Dorsey also allowed for Branden Albert, Jon Asamoah and Schwartz to walk, believing in his offensive line and the coaching staff. Then, he watch Jeff Allen go down in Week 1 and Donald Stephenson get suspended for four games. It wasn't pretty at first, but the line now looks cohesive and even at times, dominant. It is also the youngest offensive line in football.
Come this offseason, Dorsey will have a chance to put this team over the top. He will be locked and loaded with 11 draft picks, including a second-rounder for the first time in his Chiefs tenure. Dorsey can also open up space on the cap should he choose to.

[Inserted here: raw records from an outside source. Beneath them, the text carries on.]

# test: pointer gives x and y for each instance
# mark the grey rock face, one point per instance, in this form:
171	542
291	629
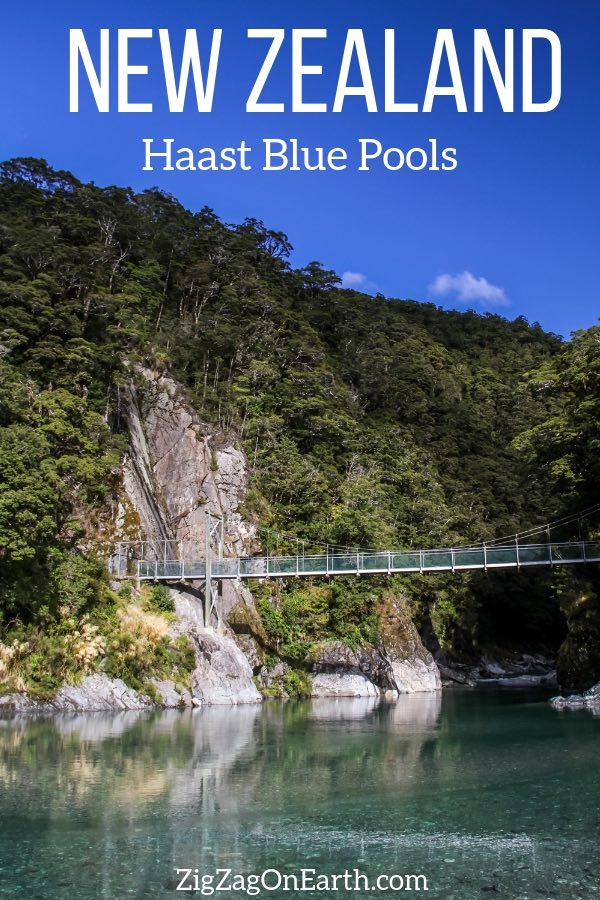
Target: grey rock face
179	466
413	668
394	667
96	692
417	673
223	674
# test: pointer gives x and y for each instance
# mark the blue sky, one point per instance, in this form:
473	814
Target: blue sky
515	229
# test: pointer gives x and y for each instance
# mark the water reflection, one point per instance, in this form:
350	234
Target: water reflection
460	787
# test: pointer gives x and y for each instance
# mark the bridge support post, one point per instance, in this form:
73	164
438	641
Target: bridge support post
213	527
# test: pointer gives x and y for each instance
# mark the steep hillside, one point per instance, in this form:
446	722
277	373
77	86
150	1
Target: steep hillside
364	421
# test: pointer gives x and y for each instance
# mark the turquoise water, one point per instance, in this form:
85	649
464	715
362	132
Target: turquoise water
486	794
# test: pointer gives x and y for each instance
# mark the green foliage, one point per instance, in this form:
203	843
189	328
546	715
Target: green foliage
366	421
159	598
299	617
297	683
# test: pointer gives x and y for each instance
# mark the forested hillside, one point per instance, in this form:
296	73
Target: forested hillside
369	422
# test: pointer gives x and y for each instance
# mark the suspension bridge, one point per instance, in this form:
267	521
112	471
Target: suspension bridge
164	560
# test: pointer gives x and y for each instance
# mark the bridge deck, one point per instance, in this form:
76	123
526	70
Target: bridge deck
373	563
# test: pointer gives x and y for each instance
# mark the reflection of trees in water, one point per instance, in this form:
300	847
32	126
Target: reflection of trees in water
216	759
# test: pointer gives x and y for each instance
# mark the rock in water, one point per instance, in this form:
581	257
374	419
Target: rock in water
587	700
413	668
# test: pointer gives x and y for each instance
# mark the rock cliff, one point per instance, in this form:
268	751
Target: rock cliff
179	466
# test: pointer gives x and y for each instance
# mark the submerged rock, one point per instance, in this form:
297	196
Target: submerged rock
343	683
589	699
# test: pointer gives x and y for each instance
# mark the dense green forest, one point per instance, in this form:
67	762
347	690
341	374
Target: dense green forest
367	421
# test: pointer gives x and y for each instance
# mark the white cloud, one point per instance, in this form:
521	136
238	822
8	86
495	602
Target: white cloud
469	288
356	281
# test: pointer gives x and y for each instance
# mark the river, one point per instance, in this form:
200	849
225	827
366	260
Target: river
484	793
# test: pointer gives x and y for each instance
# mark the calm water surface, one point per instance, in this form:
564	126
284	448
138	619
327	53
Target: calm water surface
487	794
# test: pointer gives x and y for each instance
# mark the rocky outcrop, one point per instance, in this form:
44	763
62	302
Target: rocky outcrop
343	684
588	700
223	675
96	692
400	664
179	466
413	668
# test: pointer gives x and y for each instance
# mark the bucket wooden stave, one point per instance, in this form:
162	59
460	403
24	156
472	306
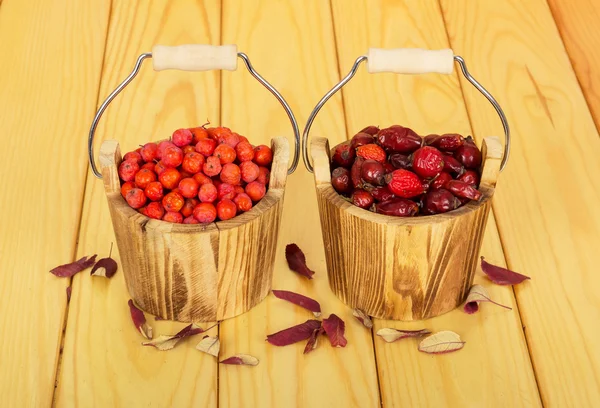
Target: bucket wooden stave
197	273
403	268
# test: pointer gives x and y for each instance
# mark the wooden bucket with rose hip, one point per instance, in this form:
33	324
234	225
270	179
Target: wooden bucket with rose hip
196	217
403	216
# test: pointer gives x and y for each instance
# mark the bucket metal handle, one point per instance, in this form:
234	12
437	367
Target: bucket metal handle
193	57
408	61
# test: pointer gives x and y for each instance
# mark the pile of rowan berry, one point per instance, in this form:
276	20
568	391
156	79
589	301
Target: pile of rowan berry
199	176
394	171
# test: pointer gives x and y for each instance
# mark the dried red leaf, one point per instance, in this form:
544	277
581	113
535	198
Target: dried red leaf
241	359
441	343
165	342
392	335
478	294
294	334
312	342
363	318
68	270
334	328
106	267
501	276
139	320
299	300
209	345
297	261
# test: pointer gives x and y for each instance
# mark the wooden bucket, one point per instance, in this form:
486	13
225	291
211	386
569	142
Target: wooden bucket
195	272
402	268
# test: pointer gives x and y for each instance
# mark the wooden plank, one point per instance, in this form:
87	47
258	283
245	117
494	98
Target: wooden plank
291	44
51	62
104	363
546	204
577	22
495	358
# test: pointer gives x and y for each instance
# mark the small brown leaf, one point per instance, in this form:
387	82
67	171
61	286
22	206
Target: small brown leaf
297	261
312	342
478	294
164	342
363	318
300	300
68	270
501	276
294	334
106	267
334	328
209	345
392	335
241	359
441	343
139	320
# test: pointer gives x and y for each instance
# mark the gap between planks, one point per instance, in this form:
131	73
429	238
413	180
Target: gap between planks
493	210
79	223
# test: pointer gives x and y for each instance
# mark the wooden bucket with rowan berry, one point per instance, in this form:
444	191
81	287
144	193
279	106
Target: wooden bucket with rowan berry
403	216
196	217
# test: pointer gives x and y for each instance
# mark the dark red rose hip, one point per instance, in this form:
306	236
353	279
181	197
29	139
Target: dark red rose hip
355	172
399	139
428	162
372	172
343	155
464	190
362	198
399	207
451	165
439	201
440	181
401	161
340	180
470	177
380	193
404	183
447	142
469	154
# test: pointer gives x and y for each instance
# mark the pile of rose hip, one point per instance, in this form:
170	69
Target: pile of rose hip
394	171
200	175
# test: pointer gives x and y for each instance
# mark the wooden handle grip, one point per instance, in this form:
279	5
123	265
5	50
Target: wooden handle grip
195	57
410	61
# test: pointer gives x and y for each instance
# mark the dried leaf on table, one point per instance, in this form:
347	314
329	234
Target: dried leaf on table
313	340
139	320
500	275
106	267
441	343
392	335
241	359
209	345
478	294
164	342
300	300
297	261
363	318
334	328
70	269
294	334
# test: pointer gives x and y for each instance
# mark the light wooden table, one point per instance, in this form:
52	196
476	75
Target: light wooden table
59	59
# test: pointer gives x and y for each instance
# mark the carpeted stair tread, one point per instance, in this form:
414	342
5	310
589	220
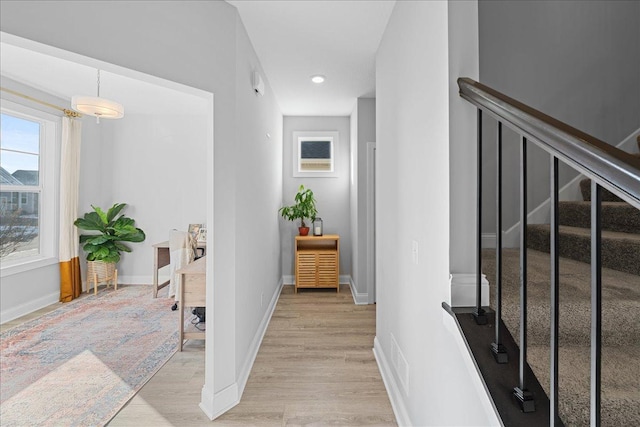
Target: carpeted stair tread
620	307
620	251
616	216
621	344
620	370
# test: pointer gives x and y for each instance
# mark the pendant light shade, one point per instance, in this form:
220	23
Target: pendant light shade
97	106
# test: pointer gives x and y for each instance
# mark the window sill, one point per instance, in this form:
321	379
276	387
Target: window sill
24	266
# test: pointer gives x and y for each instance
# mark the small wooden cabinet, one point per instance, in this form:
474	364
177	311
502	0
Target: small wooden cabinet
318	262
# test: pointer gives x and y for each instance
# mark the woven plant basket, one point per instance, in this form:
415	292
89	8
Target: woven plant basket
101	272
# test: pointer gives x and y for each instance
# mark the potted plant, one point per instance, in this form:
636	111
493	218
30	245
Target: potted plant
104	246
305	207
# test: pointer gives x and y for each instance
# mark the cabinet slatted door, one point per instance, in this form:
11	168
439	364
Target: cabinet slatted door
306	274
317	262
327	273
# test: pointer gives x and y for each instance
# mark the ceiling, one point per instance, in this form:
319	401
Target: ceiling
65	78
293	40
297	39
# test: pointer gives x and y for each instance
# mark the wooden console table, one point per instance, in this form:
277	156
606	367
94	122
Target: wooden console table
160	259
192	294
318	262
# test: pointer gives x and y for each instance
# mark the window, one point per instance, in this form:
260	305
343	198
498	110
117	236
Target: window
27	186
314	154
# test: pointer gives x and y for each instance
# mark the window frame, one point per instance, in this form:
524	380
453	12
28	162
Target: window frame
47	188
299	137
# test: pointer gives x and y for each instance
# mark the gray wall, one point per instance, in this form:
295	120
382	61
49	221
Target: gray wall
332	194
578	61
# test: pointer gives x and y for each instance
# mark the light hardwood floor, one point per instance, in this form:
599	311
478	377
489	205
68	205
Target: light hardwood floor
315	367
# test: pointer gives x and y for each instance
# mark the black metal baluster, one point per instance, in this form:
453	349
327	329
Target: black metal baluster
479	313
498	350
554	418
596	301
524	397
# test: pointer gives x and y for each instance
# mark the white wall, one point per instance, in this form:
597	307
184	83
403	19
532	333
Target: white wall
413	336
363	130
332	194
158	169
258	176
196	44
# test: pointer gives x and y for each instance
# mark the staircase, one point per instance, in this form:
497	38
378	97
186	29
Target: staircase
620	307
620	235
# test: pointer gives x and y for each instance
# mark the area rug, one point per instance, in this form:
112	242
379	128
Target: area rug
79	364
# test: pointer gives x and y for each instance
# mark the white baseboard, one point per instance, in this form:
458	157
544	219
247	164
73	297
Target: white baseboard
219	403
214	405
359	298
393	391
29	307
463	290
289	279
257	340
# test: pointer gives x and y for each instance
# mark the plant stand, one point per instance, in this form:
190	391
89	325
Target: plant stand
101	272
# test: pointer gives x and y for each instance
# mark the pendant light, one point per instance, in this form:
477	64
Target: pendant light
96	106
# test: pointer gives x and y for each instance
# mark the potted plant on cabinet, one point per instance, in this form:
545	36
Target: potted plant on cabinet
105	245
305	207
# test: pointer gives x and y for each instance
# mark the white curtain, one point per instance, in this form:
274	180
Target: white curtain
70	280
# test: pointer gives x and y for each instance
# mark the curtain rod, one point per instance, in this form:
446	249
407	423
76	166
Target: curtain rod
67	112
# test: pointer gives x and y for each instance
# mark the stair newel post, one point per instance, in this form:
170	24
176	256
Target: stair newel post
478	313
498	350
554	418
596	301
523	396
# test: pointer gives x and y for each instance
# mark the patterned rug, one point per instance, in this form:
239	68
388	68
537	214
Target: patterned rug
79	364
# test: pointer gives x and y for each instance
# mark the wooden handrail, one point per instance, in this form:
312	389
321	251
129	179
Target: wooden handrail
609	166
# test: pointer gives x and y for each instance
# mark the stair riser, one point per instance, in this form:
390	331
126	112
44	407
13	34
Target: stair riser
617	254
623	218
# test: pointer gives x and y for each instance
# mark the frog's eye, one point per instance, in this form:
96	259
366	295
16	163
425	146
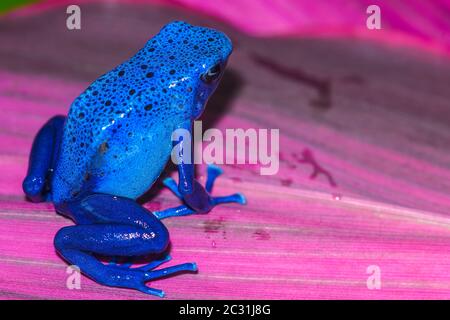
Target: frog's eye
212	74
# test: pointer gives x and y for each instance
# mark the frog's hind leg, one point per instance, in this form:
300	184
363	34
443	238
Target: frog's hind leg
183	210
42	159
114	226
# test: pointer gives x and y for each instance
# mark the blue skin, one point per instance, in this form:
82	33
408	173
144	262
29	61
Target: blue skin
113	145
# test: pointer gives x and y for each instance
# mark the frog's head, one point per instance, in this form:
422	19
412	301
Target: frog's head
194	58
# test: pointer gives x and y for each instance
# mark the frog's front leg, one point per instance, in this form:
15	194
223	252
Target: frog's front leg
114	226
43	159
197	198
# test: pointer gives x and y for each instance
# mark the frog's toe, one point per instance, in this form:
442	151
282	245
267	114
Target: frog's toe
171	184
156	263
234	198
152	291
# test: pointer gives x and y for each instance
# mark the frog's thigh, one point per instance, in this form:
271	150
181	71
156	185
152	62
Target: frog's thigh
110	226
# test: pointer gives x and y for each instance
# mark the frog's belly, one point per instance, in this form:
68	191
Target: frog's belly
130	171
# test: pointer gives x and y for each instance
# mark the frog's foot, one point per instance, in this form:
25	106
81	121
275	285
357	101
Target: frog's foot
135	278
115	227
205	201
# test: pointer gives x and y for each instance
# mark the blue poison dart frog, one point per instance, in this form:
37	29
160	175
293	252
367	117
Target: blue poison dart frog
113	145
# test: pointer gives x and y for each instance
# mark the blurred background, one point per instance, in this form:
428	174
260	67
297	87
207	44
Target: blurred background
364	119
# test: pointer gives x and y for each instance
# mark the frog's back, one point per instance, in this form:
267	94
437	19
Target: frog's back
117	135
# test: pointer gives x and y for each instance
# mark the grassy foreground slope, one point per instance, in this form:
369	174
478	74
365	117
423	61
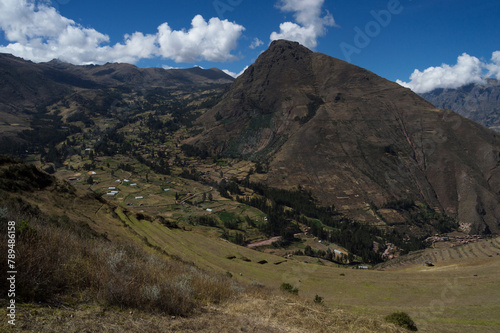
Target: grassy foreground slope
453	296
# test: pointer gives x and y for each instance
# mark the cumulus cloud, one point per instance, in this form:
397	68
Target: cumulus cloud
256	43
308	25
212	40
494	66
36	31
228	72
468	70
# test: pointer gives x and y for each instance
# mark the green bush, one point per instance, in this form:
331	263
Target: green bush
401	319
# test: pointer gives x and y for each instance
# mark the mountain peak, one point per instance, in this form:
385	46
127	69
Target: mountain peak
353	137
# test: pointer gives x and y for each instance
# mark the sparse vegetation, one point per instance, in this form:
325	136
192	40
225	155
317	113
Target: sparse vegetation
57	263
401	319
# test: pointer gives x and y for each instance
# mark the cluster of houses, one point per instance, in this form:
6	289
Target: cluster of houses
391	251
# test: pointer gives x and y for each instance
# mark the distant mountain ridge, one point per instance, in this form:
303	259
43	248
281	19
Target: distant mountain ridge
25	85
354	139
478	102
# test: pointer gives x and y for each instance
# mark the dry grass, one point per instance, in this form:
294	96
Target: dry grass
56	262
254	312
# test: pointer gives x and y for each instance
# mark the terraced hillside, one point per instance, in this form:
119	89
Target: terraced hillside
443	256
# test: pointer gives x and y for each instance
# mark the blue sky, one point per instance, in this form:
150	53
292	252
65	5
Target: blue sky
449	42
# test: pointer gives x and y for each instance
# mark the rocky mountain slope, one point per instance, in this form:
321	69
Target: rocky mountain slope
355	139
478	102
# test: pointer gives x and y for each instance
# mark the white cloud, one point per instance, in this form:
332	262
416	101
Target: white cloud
256	43
494	66
468	70
39	33
228	72
309	24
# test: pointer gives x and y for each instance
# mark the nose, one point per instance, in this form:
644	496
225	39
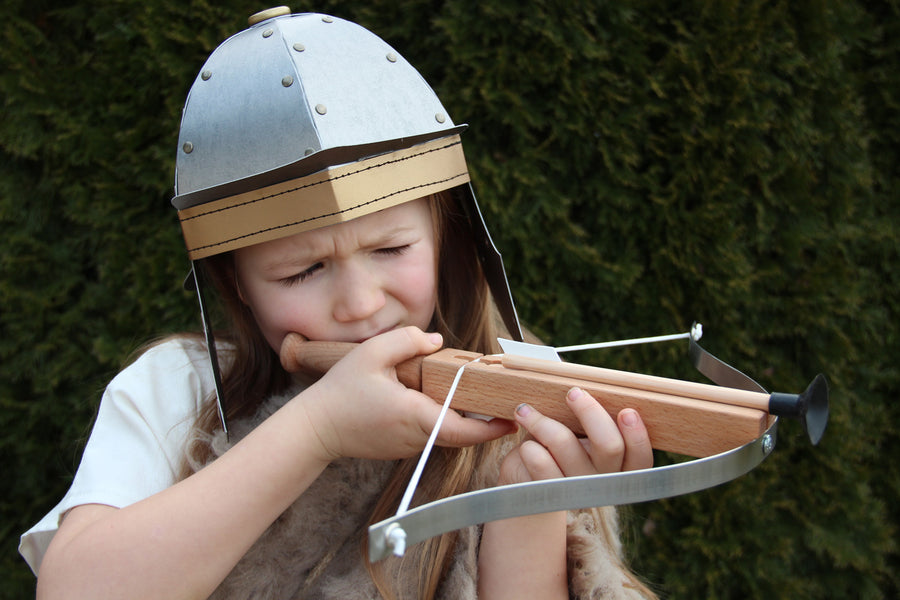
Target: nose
359	294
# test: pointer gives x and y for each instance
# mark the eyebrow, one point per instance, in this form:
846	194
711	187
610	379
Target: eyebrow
307	256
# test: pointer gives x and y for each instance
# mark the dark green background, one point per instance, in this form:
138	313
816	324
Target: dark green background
641	165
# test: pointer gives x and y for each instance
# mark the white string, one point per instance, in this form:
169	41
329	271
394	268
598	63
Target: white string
417	474
696	332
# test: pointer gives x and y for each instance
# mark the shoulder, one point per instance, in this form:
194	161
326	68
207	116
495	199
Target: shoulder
176	361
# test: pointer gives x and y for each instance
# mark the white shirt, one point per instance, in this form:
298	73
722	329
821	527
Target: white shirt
137	443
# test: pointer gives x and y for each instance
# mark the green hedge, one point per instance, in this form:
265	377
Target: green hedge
641	165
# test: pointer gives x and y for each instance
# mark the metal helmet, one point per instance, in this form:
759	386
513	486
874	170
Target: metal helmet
306	120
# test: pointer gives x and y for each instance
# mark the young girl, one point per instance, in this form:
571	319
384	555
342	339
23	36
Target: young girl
322	191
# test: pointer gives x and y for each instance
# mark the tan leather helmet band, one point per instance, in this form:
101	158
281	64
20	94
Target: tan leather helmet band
323	198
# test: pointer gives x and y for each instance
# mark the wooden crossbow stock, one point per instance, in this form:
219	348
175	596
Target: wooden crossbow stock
729	428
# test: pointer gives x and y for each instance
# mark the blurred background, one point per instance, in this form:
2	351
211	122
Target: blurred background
641	165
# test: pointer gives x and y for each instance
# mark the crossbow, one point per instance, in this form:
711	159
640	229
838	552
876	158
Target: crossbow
728	428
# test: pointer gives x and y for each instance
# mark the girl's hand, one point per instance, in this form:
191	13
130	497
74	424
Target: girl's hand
360	409
552	450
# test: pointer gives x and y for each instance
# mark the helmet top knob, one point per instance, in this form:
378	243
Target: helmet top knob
269	13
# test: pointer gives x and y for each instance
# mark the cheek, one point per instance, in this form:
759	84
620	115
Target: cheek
279	312
417	290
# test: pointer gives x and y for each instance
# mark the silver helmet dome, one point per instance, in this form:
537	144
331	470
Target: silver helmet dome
306	120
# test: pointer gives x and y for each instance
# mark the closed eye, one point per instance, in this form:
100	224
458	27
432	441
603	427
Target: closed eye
301	276
394	250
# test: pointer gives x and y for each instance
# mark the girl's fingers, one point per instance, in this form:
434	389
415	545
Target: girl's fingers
458	431
605	445
638	451
563	447
398	345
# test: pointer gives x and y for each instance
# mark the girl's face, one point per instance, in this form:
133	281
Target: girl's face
345	282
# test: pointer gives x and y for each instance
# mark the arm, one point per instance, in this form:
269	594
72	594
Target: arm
526	556
183	541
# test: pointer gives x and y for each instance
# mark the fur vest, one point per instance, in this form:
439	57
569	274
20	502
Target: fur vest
315	548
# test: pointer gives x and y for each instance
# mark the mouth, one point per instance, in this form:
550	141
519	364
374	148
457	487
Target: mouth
385	330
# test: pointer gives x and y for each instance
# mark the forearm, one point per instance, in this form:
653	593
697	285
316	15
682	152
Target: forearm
183	541
524	557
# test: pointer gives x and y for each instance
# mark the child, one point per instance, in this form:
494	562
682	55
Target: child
322	190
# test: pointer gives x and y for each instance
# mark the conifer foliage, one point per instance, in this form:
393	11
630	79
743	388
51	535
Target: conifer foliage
641	166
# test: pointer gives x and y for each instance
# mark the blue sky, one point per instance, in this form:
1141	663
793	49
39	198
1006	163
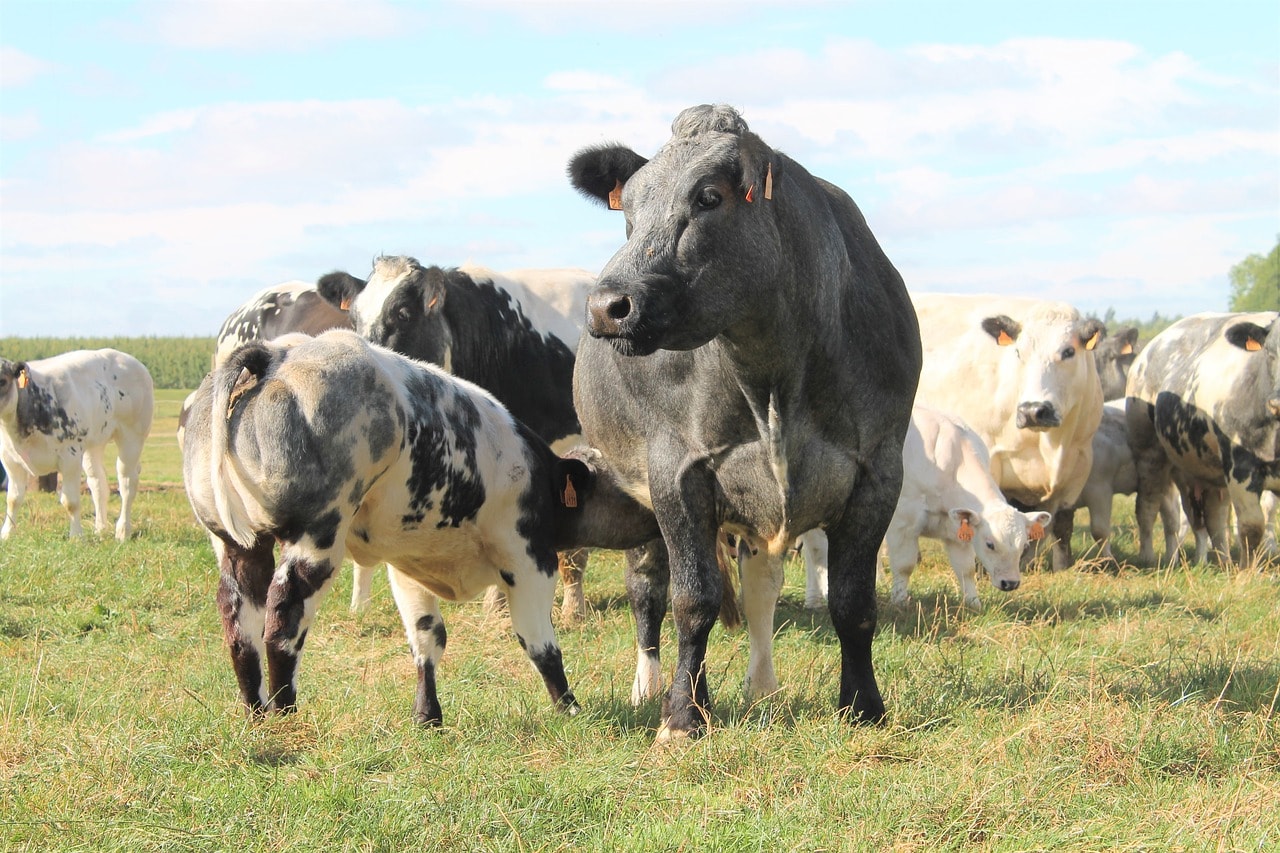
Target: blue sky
163	160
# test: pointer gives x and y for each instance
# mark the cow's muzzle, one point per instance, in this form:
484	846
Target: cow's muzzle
1038	415
609	314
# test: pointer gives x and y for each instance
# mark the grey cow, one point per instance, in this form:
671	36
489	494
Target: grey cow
750	361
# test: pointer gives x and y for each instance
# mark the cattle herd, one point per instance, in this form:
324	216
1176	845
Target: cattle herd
748	365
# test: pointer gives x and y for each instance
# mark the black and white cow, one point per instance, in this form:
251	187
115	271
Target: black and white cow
56	415
332	446
280	309
1203	397
750	364
511	333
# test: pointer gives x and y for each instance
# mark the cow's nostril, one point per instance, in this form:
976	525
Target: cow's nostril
620	308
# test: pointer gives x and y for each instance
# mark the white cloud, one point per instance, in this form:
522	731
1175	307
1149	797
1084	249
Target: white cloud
255	24
18	68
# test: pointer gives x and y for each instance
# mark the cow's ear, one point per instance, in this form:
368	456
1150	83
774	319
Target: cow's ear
1092	332
1004	329
339	288
600	172
967	523
1247	336
1128	337
571	483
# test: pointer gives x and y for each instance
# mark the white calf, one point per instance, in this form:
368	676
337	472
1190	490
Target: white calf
949	495
58	415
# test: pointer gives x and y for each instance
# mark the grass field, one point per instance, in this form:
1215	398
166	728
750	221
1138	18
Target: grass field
1086	711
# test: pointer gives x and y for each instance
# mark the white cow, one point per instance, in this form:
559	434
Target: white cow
947	495
1114	473
58	415
1020	373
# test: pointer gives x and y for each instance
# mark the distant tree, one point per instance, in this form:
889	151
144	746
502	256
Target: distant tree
1256	282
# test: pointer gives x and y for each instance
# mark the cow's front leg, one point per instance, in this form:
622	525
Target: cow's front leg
68	492
246	574
762	583
424	625
298	587
530	597
682	491
648	579
16	493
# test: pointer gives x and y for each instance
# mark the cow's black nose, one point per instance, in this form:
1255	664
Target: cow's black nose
606	313
1038	414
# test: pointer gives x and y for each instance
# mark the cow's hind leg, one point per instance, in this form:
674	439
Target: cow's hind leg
128	468
648	580
762	583
855	542
530	597
99	489
246	574
424	625
298	587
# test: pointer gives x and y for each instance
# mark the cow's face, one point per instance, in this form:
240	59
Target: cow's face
702	236
1262	343
1052	360
402	308
999	539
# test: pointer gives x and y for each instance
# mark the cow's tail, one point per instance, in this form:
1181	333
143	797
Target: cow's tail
238	375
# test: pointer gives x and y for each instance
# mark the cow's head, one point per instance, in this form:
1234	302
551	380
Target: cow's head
401	306
1262	343
702	232
1114	356
999	539
1054	361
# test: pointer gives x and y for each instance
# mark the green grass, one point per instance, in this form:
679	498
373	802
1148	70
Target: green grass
1086	711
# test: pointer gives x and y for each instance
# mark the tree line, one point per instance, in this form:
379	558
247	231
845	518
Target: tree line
174	363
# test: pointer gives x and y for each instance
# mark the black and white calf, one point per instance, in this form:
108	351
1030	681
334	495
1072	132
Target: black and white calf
282	309
59	414
332	446
511	333
1203	397
750	364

Tamba Hali can be released at a $9 million cap savings, although I want to see him extended. All this talk of him being old sure goes away when he is on the field. DeVito would be another $4 million, with Fasano at $2M, Daniel at $2.8M, Avery at $3.5M, Mays at $3M, Vance Walker at $1.7M and A.J. Jenkins at $1.3M.
Let's say Dorsey extends Hali and lowers his cap hit to $5 million next season, and chooses to retain Fasano. The Chiefs will still see a savings of $16.3 million from those players alone, with a bunch of other guys like Jeff Linkenbach being let go to allow for more room. Additionally, the cap is expected to rise between $8-10 million next season, per multiple media reports. While Justin Houston, Rodney Hudson and Sherman have to be kept, there will be money to bring in a key piece or two, on top of those 11 rookies and undrafted rookie free-agents.
This season is young, and from this vantage point very promising. Dorsey has built a team with enough depth to withstand a mound of injuries and still compete and even beat the best in the NFL. If this group can continue to improve and get into the playoffs this season, it would be a major accomplishment that most thought impossible.
It's easy to forget how bad this team was when Dorsey took over. It's been quite the turnaround, and it has only begun.